Las células nunca se olvidan de sacar la basura. Desde hace tiempo se sabe que las células etiquetan las proteínas para la degradación al etiquetarlas con ubiquitina, una señal descrita como "el beso molecular de la muerte". El grupo de Tim Clausen en el Instituto de Investigación de Patología MolecularIMP en Viena identificó un sistema análogo en bacterias grampositivas, donde el papel de una etiqueta de degradación se cumple mediante una modificación postraduccional poco conocida: la fosforilación de arginina. El descubrimiento, publicado en línea por la revista Naturaleza , abre nuevas vías para diseñar terapias antibacterianas.
Al igual que en el título de la canción de U2 Corriendo para quedarse quieto, el aparente estado estable de las células desmiente la producción constante y la eliminación de proteínas internas. Aunque la investigación sobre la degradación de las proteínas se ha quedado rezagada respecto a la investigación sobre la síntesis de proteínas, ahora es muy apreciado que cuando se trata depara las proteínas, la muerte es tan importante como el nacimiento, y está tan estrictamente regulada. Cada una se elimina en el momento adecuado y se toma especial cuidado para eliminar aquellas que están dañadas o realizan funciones que ya no son necesarias en un contexto particular.
El proceso de degradación, que consiste en cortar el sustrato de la proteína en pequeños fragmentos, tiene lugar dentro de proteasas compartimentadas, máquinas moleculares especializadas a menudo comparadas con trituradoras de papel. Si, como en el sistema basado en ubiquitina eucariota, el acceso alla proteasa depende de una etiqueta específica que debe ser transportada por el sustrato, luego la importante decisión de quién y cuándo se debe eliminar se reduce a la fijación oportuna y selectiva de las etiquetas. El mecanismo es elegante, pero los científicos que trabajan con bacterias se han quedado perplejoslo utiliza solo una rama específica de sus organismos de interés. El estudio actual cambia la imagen.
El laboratorio de Tim Clausen se topó con la fosforilación de arginina hace varios años mientras estudiaba cómo ciertas bacterias enfrentan condiciones adversas. McsB, una proteína involucrada en este proceso, resultó tener una capacidad única para fosforilar otras proteínas en los residuos de arginina. Mientras que la regulación de proteínas porLa adición reversible de grupos fosforilo había sido el pilar de la bioquímica desde el trabajo ganador del Premio Nobel de Edwin G. Krebs y Edmond H. Fischer en la década de 1950, ahora era la primera vez que se había observado que involucraba arginina.Los estudios han revelado cientos de proteínas modificadas en el organismo modelo Bacillus subtilis. Aunque se observó que la modificación estaba regulada en respuesta a las condiciones ambientales, la función ha sido difícil de alcanzar.

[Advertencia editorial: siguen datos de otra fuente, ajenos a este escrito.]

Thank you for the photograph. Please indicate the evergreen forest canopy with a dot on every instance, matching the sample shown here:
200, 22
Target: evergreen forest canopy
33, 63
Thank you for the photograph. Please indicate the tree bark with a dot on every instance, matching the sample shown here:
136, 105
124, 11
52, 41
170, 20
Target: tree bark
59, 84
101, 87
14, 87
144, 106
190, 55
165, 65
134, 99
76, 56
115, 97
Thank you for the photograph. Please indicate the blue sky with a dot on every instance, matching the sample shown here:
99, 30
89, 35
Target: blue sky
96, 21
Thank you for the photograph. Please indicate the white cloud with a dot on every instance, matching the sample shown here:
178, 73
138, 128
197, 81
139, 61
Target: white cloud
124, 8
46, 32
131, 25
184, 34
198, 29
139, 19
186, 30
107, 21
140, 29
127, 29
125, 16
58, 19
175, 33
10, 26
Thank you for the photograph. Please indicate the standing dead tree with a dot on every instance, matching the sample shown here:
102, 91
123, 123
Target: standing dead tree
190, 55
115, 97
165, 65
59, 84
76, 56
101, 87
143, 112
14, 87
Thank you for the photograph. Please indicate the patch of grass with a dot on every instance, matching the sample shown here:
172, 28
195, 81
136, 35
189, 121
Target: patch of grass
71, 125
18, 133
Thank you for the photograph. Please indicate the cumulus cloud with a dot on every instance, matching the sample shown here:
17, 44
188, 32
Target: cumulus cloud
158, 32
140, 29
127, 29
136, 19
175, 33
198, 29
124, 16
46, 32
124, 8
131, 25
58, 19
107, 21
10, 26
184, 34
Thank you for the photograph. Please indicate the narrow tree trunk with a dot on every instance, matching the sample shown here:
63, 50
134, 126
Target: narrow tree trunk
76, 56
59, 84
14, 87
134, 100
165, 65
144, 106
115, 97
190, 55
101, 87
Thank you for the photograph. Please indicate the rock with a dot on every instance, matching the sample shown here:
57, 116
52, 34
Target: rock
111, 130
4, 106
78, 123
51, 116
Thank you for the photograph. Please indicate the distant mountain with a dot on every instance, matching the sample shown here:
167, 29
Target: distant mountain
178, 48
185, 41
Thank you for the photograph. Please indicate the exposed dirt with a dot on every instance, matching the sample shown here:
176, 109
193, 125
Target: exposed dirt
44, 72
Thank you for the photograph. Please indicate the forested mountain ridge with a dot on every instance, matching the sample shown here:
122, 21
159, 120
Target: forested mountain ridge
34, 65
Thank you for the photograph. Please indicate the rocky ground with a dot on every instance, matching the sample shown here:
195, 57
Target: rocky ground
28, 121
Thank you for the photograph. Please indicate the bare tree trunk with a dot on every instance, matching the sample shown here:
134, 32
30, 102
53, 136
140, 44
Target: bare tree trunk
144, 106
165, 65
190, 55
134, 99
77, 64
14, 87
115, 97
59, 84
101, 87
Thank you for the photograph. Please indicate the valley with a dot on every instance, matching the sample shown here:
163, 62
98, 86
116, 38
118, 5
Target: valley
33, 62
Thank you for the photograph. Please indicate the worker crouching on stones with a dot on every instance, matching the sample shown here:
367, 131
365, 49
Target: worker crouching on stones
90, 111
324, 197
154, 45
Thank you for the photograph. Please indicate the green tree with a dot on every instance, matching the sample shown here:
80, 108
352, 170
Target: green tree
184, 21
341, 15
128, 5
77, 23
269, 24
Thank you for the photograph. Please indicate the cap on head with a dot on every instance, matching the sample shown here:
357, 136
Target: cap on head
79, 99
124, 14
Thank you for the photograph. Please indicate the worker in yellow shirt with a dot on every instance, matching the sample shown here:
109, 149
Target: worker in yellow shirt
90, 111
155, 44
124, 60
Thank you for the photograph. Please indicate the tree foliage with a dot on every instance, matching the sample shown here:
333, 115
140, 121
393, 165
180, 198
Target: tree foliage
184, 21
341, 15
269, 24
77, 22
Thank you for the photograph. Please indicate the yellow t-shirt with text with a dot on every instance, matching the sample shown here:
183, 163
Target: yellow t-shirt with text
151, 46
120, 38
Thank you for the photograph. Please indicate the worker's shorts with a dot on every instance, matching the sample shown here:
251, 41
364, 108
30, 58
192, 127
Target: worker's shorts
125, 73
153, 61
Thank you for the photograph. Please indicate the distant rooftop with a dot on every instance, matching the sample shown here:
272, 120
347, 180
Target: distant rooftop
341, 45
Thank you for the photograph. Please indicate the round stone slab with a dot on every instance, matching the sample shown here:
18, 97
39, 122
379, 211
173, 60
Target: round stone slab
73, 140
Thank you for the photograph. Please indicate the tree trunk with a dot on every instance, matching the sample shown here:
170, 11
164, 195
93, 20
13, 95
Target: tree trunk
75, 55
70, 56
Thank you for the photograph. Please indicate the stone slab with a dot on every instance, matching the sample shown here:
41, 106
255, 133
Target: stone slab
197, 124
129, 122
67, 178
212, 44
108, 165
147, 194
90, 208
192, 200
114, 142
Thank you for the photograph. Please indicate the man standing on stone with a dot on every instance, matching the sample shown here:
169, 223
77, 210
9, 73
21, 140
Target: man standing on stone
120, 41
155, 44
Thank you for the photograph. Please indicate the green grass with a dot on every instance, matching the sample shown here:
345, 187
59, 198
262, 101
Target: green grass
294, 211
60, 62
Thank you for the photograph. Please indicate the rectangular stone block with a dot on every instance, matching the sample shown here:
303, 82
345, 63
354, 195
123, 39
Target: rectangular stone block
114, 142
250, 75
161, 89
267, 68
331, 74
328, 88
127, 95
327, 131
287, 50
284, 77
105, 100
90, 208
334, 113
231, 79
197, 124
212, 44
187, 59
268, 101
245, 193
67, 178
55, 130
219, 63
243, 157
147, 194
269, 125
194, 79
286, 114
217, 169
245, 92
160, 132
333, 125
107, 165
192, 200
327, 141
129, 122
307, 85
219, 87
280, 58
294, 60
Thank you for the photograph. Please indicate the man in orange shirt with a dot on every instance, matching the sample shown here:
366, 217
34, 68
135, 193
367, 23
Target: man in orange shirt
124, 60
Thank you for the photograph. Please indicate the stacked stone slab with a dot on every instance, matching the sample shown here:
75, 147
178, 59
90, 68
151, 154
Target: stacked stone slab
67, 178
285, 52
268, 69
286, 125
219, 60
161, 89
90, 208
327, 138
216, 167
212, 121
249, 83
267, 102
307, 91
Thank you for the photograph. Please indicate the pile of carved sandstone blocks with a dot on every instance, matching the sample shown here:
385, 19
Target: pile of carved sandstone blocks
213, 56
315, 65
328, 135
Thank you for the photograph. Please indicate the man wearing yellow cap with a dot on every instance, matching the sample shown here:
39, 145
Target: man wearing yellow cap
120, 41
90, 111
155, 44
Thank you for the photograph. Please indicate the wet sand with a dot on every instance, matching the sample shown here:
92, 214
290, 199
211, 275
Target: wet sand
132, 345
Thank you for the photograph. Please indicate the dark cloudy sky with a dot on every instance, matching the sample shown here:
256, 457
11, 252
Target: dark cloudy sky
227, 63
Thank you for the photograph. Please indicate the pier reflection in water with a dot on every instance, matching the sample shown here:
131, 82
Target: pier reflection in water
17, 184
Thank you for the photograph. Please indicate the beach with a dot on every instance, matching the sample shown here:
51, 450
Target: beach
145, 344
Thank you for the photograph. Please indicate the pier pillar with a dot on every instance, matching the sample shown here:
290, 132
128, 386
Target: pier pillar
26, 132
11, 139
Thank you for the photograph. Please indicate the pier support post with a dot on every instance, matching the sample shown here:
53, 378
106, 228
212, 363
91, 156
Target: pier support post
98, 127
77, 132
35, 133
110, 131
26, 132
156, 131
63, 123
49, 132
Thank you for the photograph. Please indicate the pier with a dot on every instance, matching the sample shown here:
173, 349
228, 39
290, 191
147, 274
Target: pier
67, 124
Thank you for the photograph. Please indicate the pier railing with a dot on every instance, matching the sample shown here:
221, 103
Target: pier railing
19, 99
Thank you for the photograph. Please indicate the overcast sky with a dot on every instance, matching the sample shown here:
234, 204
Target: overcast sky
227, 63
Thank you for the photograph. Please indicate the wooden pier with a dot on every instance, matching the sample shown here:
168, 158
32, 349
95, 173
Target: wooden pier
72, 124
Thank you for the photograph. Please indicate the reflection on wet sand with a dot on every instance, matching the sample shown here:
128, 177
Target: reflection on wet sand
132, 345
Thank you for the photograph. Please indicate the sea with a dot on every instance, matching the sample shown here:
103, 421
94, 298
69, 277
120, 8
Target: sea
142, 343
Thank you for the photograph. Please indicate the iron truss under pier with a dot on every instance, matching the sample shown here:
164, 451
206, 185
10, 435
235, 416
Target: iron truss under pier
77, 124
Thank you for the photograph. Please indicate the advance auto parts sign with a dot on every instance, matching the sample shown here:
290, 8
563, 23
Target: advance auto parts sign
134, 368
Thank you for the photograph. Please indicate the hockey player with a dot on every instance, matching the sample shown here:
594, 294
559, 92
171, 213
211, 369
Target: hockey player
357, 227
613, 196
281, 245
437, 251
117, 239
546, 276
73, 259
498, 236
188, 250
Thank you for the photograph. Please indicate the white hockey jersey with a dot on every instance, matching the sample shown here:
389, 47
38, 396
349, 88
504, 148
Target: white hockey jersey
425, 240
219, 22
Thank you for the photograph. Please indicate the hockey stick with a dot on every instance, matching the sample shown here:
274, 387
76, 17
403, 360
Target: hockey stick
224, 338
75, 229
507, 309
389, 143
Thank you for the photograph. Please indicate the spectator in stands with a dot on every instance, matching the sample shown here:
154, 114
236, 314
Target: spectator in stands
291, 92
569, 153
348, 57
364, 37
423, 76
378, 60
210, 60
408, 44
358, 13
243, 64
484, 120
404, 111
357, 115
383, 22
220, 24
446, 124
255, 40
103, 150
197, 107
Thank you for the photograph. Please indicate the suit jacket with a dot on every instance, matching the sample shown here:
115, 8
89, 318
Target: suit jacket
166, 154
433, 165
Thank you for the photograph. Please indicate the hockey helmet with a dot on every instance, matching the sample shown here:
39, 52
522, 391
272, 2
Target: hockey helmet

"Hubo varias razones por las que pensamos que la fosfoarginina podría ser la 'ubiquitina bacteriana'", dice Tim Clausen, para quien la degradación de las proteínas ha sido durante mucho tiempo un área de foco intenso. Se sabe que McsB está co-regulado transcripcionalmente con un importanteLa proteasa de la bacteria B. subtilis, ClpCP, y una vez se propuso que funcionara como su "adaptador" que aporta un sustrato específico. Tim especuló que de hecho podría funcionar más como un "etiquetador", etiquetando muchas proteínas diversas con un "fosfo-beso de la muerte ". En una serie de experimentos sofisticados, su grupo demostró que la hipótesis era correcta.
"Sabía que estábamos en el camino correcto cuando la fosfoarginina mostró una fuerte afinidad de unión a ClpCP", dice Débora Broch Trentini, un postdoc en el laboratorio Clausen y el primer autor del artículo de Nature. Es esta interacción, agrega,eso explica la especificidad: las proteínas marcadas con fosfoarginina son capturadas directamente por la proteasa ClpCP y trituradas en pedazos.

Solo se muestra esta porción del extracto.